Practice negotiating on relationship topics. If every negotiation turns into an all-night crying jag or blamefest, then negotiation will not happen because you will be afraid of it. Practice various sharing and listening exercises until you can negotiate effectively even on emotional subjects.
Bring up hard subjects. It is unfortunately common for people in relationships to avoid hard subjects for months or years, making things much worse when they do come to a head. While there are more and less diplomatic times to bring something up, do not use the “it’s not a good time” excuse to put something off indefinitely. At the same time, do not browbeat your partner by repeatedly bringing up the same subject.
Do not negotiate while upset or freaked out. Take a break (possibly of a couple days) or a long walk if you need to. If the negotiation is happening because of a surprise jealousy experience or similar surprise, wait a while before addressing it.
Do not chase your partner(s). If they say that they cannot discuss this right now, they probably mean it, and any amount of chasing them around the house will not change that (and can hurt your relationship). Give it a break and try again later. However, do not allow this to become an excuse for avoiding difficult conversations.
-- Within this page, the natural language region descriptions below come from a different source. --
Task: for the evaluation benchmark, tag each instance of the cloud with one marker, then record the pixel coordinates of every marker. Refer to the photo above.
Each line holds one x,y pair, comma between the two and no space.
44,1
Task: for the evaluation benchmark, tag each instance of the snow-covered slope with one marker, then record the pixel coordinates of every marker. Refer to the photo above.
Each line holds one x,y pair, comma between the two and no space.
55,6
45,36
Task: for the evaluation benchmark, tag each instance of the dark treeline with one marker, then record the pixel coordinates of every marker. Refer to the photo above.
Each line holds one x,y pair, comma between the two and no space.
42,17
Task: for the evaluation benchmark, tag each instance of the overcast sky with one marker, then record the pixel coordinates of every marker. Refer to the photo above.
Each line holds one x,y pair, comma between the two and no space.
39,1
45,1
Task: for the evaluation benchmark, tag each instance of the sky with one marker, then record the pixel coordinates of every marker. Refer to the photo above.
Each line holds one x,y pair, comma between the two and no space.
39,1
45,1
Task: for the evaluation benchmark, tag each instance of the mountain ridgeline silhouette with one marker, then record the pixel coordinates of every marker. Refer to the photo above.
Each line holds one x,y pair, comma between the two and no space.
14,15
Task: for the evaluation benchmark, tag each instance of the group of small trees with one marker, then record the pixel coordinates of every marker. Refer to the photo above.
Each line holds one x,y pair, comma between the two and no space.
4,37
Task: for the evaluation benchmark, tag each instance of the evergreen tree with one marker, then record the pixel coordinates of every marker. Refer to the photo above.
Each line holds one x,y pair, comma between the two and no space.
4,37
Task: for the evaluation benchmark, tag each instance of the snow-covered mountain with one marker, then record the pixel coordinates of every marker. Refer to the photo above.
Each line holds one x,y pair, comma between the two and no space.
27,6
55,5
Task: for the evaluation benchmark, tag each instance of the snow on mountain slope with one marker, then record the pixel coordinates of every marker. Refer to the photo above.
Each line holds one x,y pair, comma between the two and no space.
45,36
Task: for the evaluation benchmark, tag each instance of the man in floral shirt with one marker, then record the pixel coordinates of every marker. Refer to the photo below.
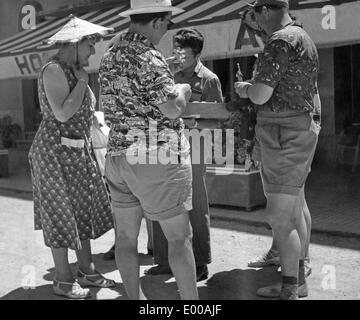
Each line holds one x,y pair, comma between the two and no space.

Create space in your negotiation for “illogical” emotions (which are rarely as illogical as they might seem at first). Admit the emotions you are feeling. Practice listening without judging or interrupting. Acknowledge your partner’s emotions without feeling like you need to necessarily do something about them, or that you need to fight them. Do not try to make all your arguments logical, and do not try to use logical arguments to conceal your emotions on a subject.
Dig into the reasons behind your negotiating position. If you can establish a chain of reasons for the way you feel, often this will provide creative solutions that are satisfactory at a different level than the initial concern that started the negotiation. Ask your partner(s) to describe into their reasons, and then listen to those reasons non-judgmentally. Do not try to devalue your partner(s) arguments by trying to show they are baseless.
Bring a can-do attitude to negotiations. What can you do to make your partner feel safer, more free, or more loved? What compromises can you make? What relatively small things can you compromise on in order to get the big things you want? Even if you cannot get the big things, what would you be happy with to start? Always bring some level of compromise to the table: sticking to a hard line will only ensure that you remain at an impasse. This does not mean you should let someone else walk all over you.
Be willing to not solve the problem in this round of negotiations. Bridging hard differences will take a number of periodic negotiations, sometimes over the course of months or years. Also, try to keep the negotiation short.
Negotiate for the short term. People tend to assume that whatever they are figuring out will apply to the rest of the relationship, and this tends to put people at an impasse. Make agreements that only last for a certain amount of time: a week, a month, two months. Negotiate for certain events, like a weekend away. Make it clear that what is determined only applies within the time limit, and you will need to renegotiate when the time limit is up.
Leave space for reopening negotiations. Leaving a space open for renegotiation prevents people from feeling trapped, which helps them honor any agreements. Creating a hard permanent rule just encourages your partner(s) to break it. Of course, this should not be abused: do not try to open a renegotiation just to take advantage of a particular situation.
Do not allow D/S dynamics to derail your negotiation. If it is not possible to take a short negotiating hiatus from the D/S dynamic (which is the case in many D/S relationships), then somehow work it into your D/S practice. For example, by having a mechanism where the submissive can make nonmonogamy requests of the dominant, which are judged on a case-by-case basis.
Negotiate even when there is no obvious need. Not only does this keep you in practice, but it gets you to brainstorm possible scenarios, which can be the key to avoiding nasty surprises later.
People will always hear different things. We seem to always interpret agreements in our own personal best interest. Be specific when negotiating. If you find that one or both (or all) negotiators have divergent interpretations after the fact, take to writing things down. Do not be surprised or derailed when this sort of divergence happens, as it almost certainly will.